Linear Programming

Background

Linear Programming (LP) is a specialized field within mathematical optimization that focuses on maximizing or minimizing a linear objective function given a set of linear inequalities or equations known as constraints. Its relevance spans multiple disciplines, including economics, engineering, and operational research.

Historical Context

The development of linear programming is attributed to the advent of mathematical optimization in the mid-20th century, particularly through the work of George Dantzig, who introduced the Simplex method in 1947. This period marked the rapid growth of computational methods to address problems in logistics during and after World War II.

Definitions and Concepts

Objective Function: A linear function that represents the criterion to be optimized—usually maximized profits or minimized costs.
Constraints: A set of linear inequalities or equations that restrict the permissible solutions for the objective function.
Feasible Region: The solution space that satisfies all the constraints.
Optimal Solution: The feasible solution that maximizes or minimizes the objective function.

Major Analytical Frameworks

Classical Economics

Classical economics does not explicitly use modern linear programming but lays the foundations on resource allocation and optimization.

Neoclassical Economics

Neoclassical theories incorporate optimization, considering LP as a powerful tool for solving utility maximization and cost minimization problems under constraints.

Keynesian Economic

Keynesian models focus less on linear programming formally, but the concept of equilibrium and resource utilization are indirectly related.

Marxian Economics

Marxian economics focuses on the dynamic and distributive aspects of the economy. While Marxian models may deploy linear programming to address allocation efficiency under certain assumptions, it is not a core element.

Institutional Economics

Institutional economists may use LP to model the impacts of different institutional constraints on optimizing outcomes.

Behavioral Economics

Behavioral economics often questions the rationality assumptions underlying LP but can still use it to model bounded rationality scenarios.

Post-Keynesian Economics

This framework critiques mainstream assumptions about optimization but can utilize linear programming in empirical distributions of income and resources.

Austrian Economics

Austrian Economics emphasizes market processes over mathematical optimization but can recognize LP as useful in understanding individual cost-benefit analysis.

Development Economics

Linear programming plays a pivotal role in addressing economic development issues such as optimal resource allocation in different sectors.

Monetarism

Monetarism, with its focus on controlling money supply, might use linear programming to optimize policy implementations impacting multiple economic variables.

Comparative Analysis

Linear programming offers unique advantages like solving large-scale industrial problems and determining optimal allocation of limited resources, but it might lack consideration for non-linear realities and complex human behavior.

Case Studies

Production Planning: Companies use LP to determine optimal production levels to maximize profit margins given limitations of resources like labor and materials.
Diet Problems: LP finds the minimum cost diet that meets all nutritional requirements.
Transportation Problems: Optimization of shipping routes to minimize costs while meeting customer demands across various locations.

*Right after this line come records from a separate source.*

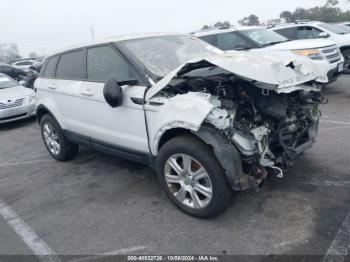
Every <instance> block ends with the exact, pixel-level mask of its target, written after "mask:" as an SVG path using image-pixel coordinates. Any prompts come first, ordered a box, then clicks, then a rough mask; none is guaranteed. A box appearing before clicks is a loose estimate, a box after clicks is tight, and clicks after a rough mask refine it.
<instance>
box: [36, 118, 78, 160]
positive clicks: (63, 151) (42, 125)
mask: <svg viewBox="0 0 350 262" xmlns="http://www.w3.org/2000/svg"><path fill="white" fill-rule="evenodd" d="M40 127H41V135H42V138H43V141H44V144H45V147H46V149H47V151H49V153H50V154H51V156H52V157H53V158H54V159H56V160H58V161H68V160H71V159H73V158H74V157H75V156H76V155H77V154H78V152H79V146H78V145H76V144H73V143H72V142H70V141H69V140H68V139H67V138H66V137H65V135H64V133H63V131H62V129H61V127H60V125H59V124H58V123H57V121H56V119H55V118H53V117H52V116H51V115H49V114H46V115H44V116H43V117H42V118H41V121H40Z"/></svg>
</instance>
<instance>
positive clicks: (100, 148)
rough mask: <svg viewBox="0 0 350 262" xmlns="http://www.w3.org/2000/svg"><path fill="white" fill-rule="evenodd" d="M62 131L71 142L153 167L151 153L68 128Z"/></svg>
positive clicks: (153, 163)
mask: <svg viewBox="0 0 350 262" xmlns="http://www.w3.org/2000/svg"><path fill="white" fill-rule="evenodd" d="M63 132H64V134H65V136H66V137H67V139H68V140H70V141H71V142H73V143H76V144H80V145H84V146H88V147H92V148H94V149H96V150H98V151H101V152H104V153H106V154H109V155H113V156H116V157H121V158H125V159H128V160H131V161H135V162H138V163H142V164H145V165H148V166H149V167H150V168H151V169H154V166H155V164H154V163H155V157H154V156H152V155H151V154H148V153H144V152H140V151H136V150H132V149H128V148H124V147H119V146H116V145H111V144H109V143H106V142H103V141H99V140H96V139H93V138H89V137H87V136H83V135H80V134H77V133H75V132H71V131H68V130H64V131H63Z"/></svg>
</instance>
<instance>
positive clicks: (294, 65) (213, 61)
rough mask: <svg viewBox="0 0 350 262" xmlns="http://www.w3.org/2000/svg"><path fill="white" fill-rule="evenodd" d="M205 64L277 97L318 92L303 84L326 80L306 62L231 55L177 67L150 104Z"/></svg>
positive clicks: (162, 79) (172, 71) (234, 54)
mask: <svg viewBox="0 0 350 262" xmlns="http://www.w3.org/2000/svg"><path fill="white" fill-rule="evenodd" d="M203 61H206V62H209V63H211V64H213V65H216V66H218V67H220V68H222V69H224V70H226V71H229V72H231V73H233V74H235V75H236V76H237V77H241V78H243V79H246V80H248V81H254V85H256V86H257V87H260V88H264V89H270V90H274V91H276V92H277V93H289V92H292V91H295V90H301V89H307V90H310V89H312V90H315V91H316V90H317V91H318V90H319V89H316V88H314V89H313V88H310V87H306V86H305V85H302V84H304V83H306V82H309V81H314V80H316V79H317V78H321V77H323V74H321V72H320V71H319V69H318V67H317V66H316V65H314V64H313V63H311V62H308V61H305V60H296V59H294V60H292V59H290V60H281V59H280V58H278V57H276V56H271V55H265V54H258V53H247V52H230V53H225V54H221V55H216V56H210V57H205V58H198V59H195V60H192V61H189V62H187V63H185V64H183V65H181V66H179V67H177V68H176V69H175V70H173V71H172V72H170V73H169V74H168V75H166V76H165V77H164V78H162V79H161V80H160V81H158V82H157V83H156V84H154V85H153V86H152V87H151V88H150V89H149V90H148V92H147V94H146V97H145V98H146V101H148V100H149V99H150V98H152V97H153V96H154V95H156V94H157V93H158V92H159V91H161V90H162V89H163V88H165V87H166V86H167V85H168V84H169V83H170V81H171V80H172V79H173V78H174V77H176V76H177V73H178V72H179V71H181V69H182V68H184V67H186V66H189V65H192V64H196V63H199V62H203ZM290 63H292V64H293V65H294V69H292V68H291V67H288V66H287V65H288V64H290Z"/></svg>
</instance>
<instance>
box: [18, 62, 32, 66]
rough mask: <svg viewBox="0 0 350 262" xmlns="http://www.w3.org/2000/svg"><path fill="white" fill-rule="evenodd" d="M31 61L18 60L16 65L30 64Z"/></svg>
mask: <svg viewBox="0 0 350 262" xmlns="http://www.w3.org/2000/svg"><path fill="white" fill-rule="evenodd" d="M32 64H33V63H32V62H29V61H23V62H18V63H16V66H23V65H32Z"/></svg>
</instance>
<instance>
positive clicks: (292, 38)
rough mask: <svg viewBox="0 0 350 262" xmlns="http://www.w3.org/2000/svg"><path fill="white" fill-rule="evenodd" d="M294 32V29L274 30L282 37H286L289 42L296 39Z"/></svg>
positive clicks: (293, 28) (284, 28) (294, 32)
mask: <svg viewBox="0 0 350 262" xmlns="http://www.w3.org/2000/svg"><path fill="white" fill-rule="evenodd" d="M296 31H297V29H296V28H295V27H292V28H283V29H278V30H275V32H276V33H278V34H280V35H283V36H284V37H286V38H288V39H290V40H296V39H297V35H296Z"/></svg>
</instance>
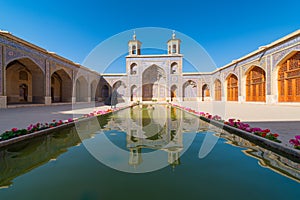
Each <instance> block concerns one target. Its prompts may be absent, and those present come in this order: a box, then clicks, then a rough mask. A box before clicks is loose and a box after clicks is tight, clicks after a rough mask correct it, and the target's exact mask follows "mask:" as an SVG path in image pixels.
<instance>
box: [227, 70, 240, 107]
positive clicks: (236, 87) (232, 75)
mask: <svg viewBox="0 0 300 200" xmlns="http://www.w3.org/2000/svg"><path fill="white" fill-rule="evenodd" d="M227 101H238V78H237V77H236V75H234V74H230V75H229V76H228V78H227Z"/></svg>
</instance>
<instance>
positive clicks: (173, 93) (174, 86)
mask: <svg viewBox="0 0 300 200" xmlns="http://www.w3.org/2000/svg"><path fill="white" fill-rule="evenodd" d="M170 91H171V95H170V96H171V101H175V100H176V98H177V85H172V87H171V90H170Z"/></svg>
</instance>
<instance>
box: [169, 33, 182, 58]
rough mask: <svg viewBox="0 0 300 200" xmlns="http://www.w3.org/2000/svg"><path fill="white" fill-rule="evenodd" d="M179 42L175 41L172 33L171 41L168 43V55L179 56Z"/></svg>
mask: <svg viewBox="0 0 300 200" xmlns="http://www.w3.org/2000/svg"><path fill="white" fill-rule="evenodd" d="M180 42H181V41H180V40H179V39H176V34H175V31H173V34H172V39H170V40H169V41H168V54H180Z"/></svg>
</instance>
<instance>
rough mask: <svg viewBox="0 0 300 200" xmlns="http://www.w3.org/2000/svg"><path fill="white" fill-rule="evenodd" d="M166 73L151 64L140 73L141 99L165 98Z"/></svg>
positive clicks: (143, 99) (147, 99)
mask: <svg viewBox="0 0 300 200" xmlns="http://www.w3.org/2000/svg"><path fill="white" fill-rule="evenodd" d="M165 84H166V73H165V71H164V70H163V69H162V68H161V67H159V66H157V65H151V66H150V67H148V68H147V69H145V70H144V72H143V75H142V98H143V101H151V100H154V99H156V100H158V99H159V100H165V98H166V88H165Z"/></svg>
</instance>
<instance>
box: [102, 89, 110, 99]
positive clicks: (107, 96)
mask: <svg viewBox="0 0 300 200" xmlns="http://www.w3.org/2000/svg"><path fill="white" fill-rule="evenodd" d="M101 97H102V101H105V100H106V98H108V97H109V87H108V86H107V85H103V86H102V88H101Z"/></svg>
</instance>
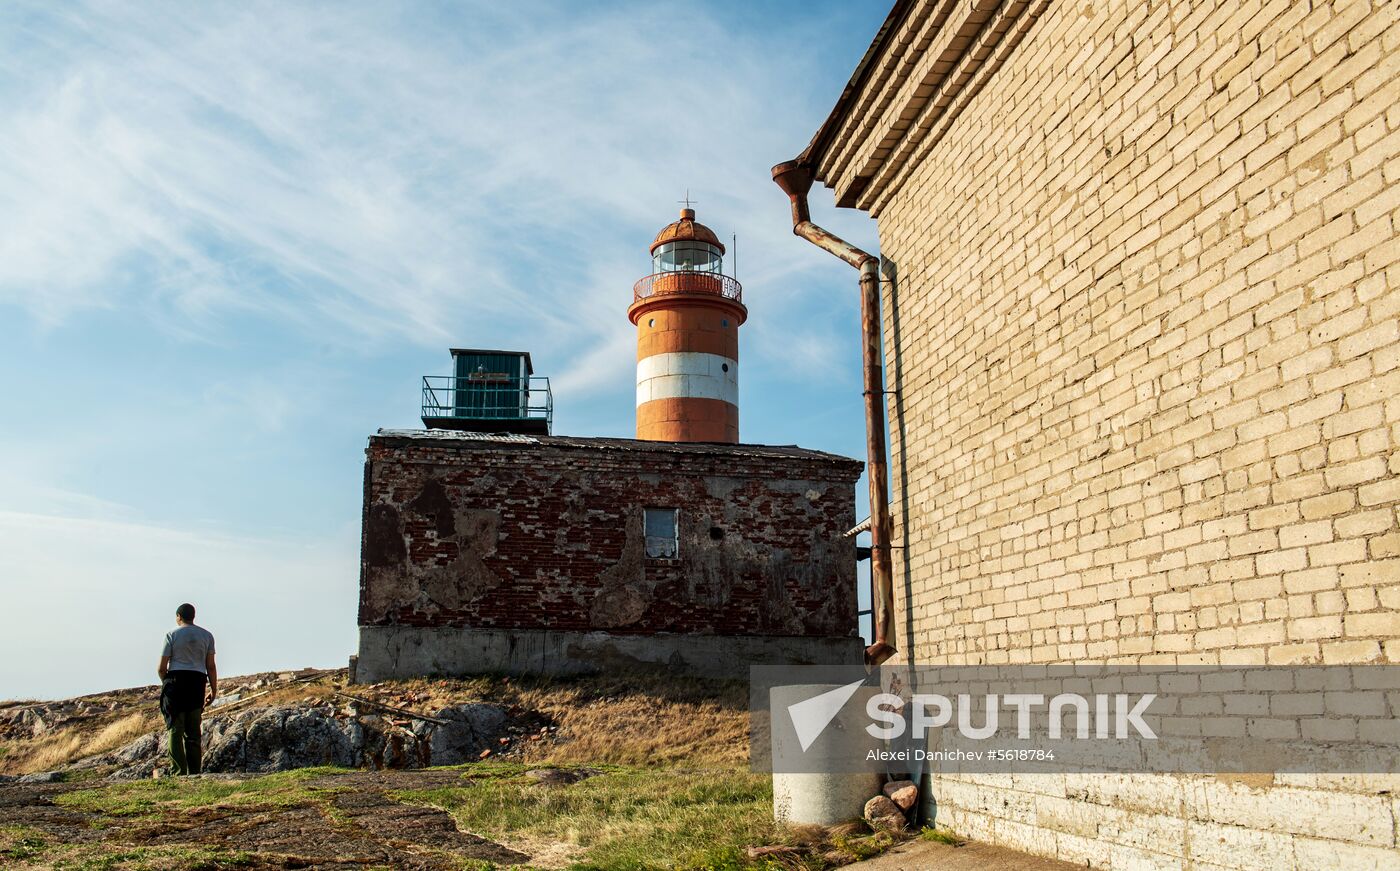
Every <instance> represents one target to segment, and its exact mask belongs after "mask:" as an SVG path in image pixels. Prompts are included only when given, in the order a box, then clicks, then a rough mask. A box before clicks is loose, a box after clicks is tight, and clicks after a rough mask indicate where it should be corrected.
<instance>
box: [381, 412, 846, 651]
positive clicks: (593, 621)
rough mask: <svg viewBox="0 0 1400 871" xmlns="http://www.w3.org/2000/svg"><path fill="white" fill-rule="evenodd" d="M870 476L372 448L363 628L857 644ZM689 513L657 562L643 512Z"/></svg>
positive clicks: (507, 451)
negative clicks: (530, 632) (816, 640)
mask: <svg viewBox="0 0 1400 871" xmlns="http://www.w3.org/2000/svg"><path fill="white" fill-rule="evenodd" d="M861 468H862V465H861V464H860V462H855V461H851V459H846V458H839V457H833V455H827V454H819V452H815V451H798V450H794V448H760V447H753V445H703V447H697V445H686V447H685V448H680V447H678V445H668V444H657V443H641V441H629V440H578V438H573V440H563V438H540V440H536V441H532V443H519V441H514V443H503V441H491V440H472V438H469V437H462V438H442V437H427V436H423V437H412V436H402V434H399V436H375V437H372V438H371V440H370V450H368V462H367V469H365V511H364V536H363V559H361V578H360V625H361V626H420V627H459V629H483V630H500V629H507V630H554V632H596V630H603V632H608V633H610V634H651V633H671V634H704V636H788V637H846V639H850V637H854V636H855V632H857V620H855V609H857V604H855V555H854V542H853V539H843V538H841V534H843V532H844V531H847V529H850V528H851V527H853V525H854V524H855V508H854V483H855V479H857V478H858V476H860V472H861ZM647 507H666V508H679V510H680V513H679V538H680V543H679V556H678V559H675V560H661V559H648V557H647V556H645V549H644V538H643V510H644V508H647Z"/></svg>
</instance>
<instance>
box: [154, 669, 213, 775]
mask: <svg viewBox="0 0 1400 871" xmlns="http://www.w3.org/2000/svg"><path fill="white" fill-rule="evenodd" d="M207 682H209V678H207V676H206V675H204V674H203V672H197V671H172V672H169V674H168V675H165V682H164V685H162V686H161V716H164V717H165V728H167V731H168V732H169V739H171V766H172V769H174V773H175V774H199V767H200V765H199V763H200V755H202V748H200V734H199V720H200V717H202V716H203V713H204V685H206V683H207Z"/></svg>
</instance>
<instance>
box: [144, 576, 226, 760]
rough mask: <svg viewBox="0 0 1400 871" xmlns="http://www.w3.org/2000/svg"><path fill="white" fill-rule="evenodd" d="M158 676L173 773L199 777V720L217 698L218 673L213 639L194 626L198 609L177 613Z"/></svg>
mask: <svg viewBox="0 0 1400 871" xmlns="http://www.w3.org/2000/svg"><path fill="white" fill-rule="evenodd" d="M155 674H158V675H160V676H161V716H162V717H164V718H165V728H167V730H168V731H169V738H171V763H172V770H174V773H175V774H199V763H200V756H202V753H203V751H202V748H200V735H199V720H200V716H202V714H203V713H204V706H206V704H209V703H211V702H213V700H214V699H216V697H217V696H218V671H217V669H216V668H214V636H213V634H211V633H210V632H209V630H207V629H204V627H203V626H195V606H193V605H190V604H189V602H186V604H183V605H181V606H179V608H176V609H175V629H172V630H171V632H168V633H167V634H165V648H164V650H162V651H161V664H160V667H158V668H157V669H155ZM206 683H207V685H209V693H207V695H206V692H204V685H206Z"/></svg>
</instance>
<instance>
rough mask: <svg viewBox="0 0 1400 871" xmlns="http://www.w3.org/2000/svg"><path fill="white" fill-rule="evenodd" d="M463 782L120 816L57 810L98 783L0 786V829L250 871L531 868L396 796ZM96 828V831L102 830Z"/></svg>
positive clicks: (347, 778)
mask: <svg viewBox="0 0 1400 871" xmlns="http://www.w3.org/2000/svg"><path fill="white" fill-rule="evenodd" d="M452 783H461V773H458V772H358V773H347V774H336V776H330V777H325V779H318V780H314V781H309V783H308V786H311V787H323V788H326V790H335V793H332V794H330V797H329V802H326V801H315V800H308V801H307V802H305V804H290V805H287V804H281V805H256V804H251V805H241V807H203V808H190V809H171V811H168V812H165V814H162V815H160V818H158V819H151V816H150V815H141V816H132V818H123V816H118V815H101V814H87V812H81V811H76V809H70V808H66V807H60V805H56V804H53V800H55V798H56V797H57V795H62V794H64V793H73V791H76V790H84V788H97V787H102V786H106V784H104V783H92V784H62V783H56V784H6V786H0V826H24V828H25V829H32V830H38V832H42V833H43V835H45V836H46V837H49V839H52V840H53V842H56V843H63V844H83V843H97V842H101V843H102V844H104V846H112V847H113V849H119V847H169V846H200V847H216V849H218V847H221V849H227V850H231V851H246V853H251V854H252V857H251V858H252V863H253V864H252V865H239V867H252V868H351V867H354V868H364V867H365V865H391V867H395V868H421V870H437V868H444V870H445V868H454V870H455V868H461V865H462V861H461V860H463V858H470V860H486V861H490V863H496V864H501V865H510V864H521V863H525V861H528V860H529V857H528V856H525V854H524V853H518V851H515V850H510V849H507V847H504V846H501V844H497V843H494V842H491V840H487V839H484V837H477V836H476V835H469V833H465V832H459V830H458V828H456V825H455V822H454V821H452V816H451V815H449V814H447V812H445V811H440V809H437V808H424V807H419V805H407V804H402V802H399V801H395V800H393V798H391V797H389V795H388V791H392V790H421V788H433V787H441V786H448V784H452ZM95 823H97V825H95Z"/></svg>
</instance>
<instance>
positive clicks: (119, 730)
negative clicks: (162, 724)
mask: <svg viewBox="0 0 1400 871" xmlns="http://www.w3.org/2000/svg"><path fill="white" fill-rule="evenodd" d="M157 728H160V721H158V720H157V717H155V716H154V714H146V713H136V714H127V716H126V717H122V718H120V720H116V721H113V723H109V724H108V725H106V727H104V728H102V731H99V732H98V734H97V735H94V737H92V739H91V741H90V742H88V744H84V745H83V755H84V756H97V755H98V753H109V752H112V751H115V749H118V748H123V746H126V745H127V744H130V742H133V741H136V739H137V738H140V737H141V735H144V734H147V732H153V731H155V730H157Z"/></svg>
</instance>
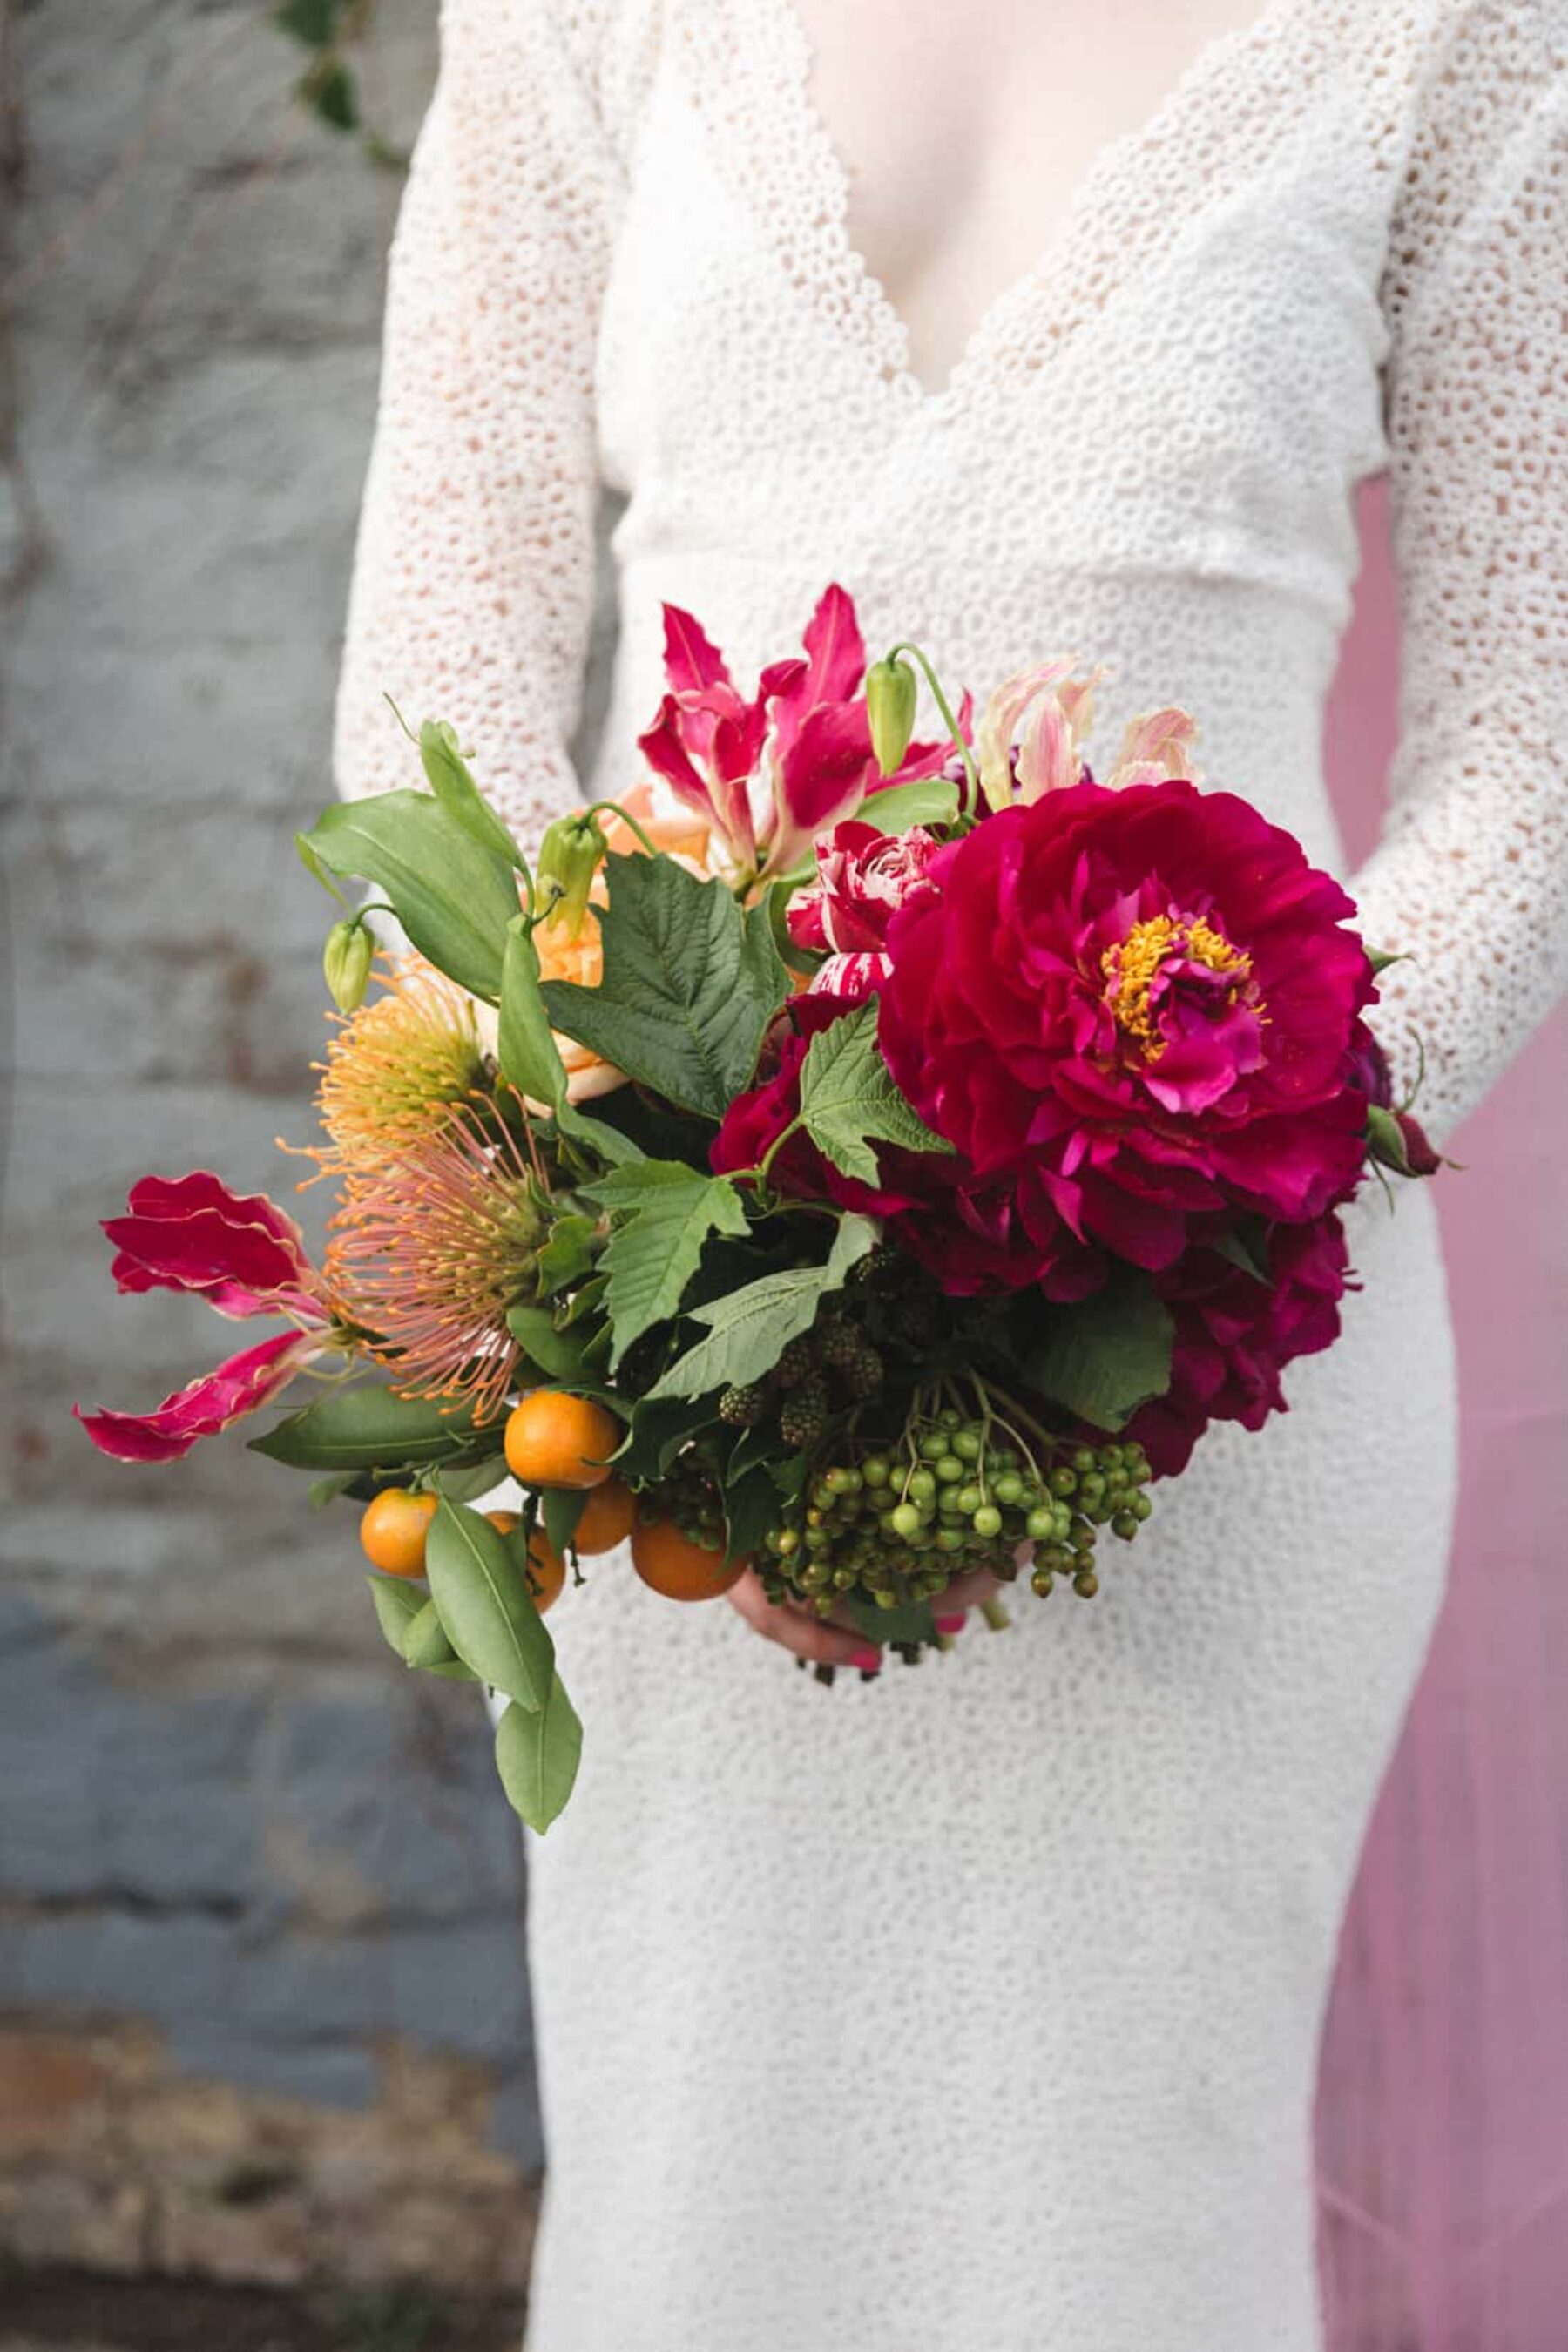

Suggested Books for Further Studies

“Linear Programming and Network Flows” by Mokhtar S. Bazaraa, John J. Jarvis, Hanif D. Sherali
“Introduction to Operations Research” by Frederick S. Hillier, Gerald J. Lieberman

Simplex Method: An algorithm for solving linear programming problems by moving along the edges of the feasible region to the optimal vertex.
Dual Problem: A linear programming problem derived from another LP problem, where the original problem’s constraints become the new problem’s objective function boundaries.
Shadow Price: In the context of LP, the value of the marginal utility of relaxing a constraint by one unit.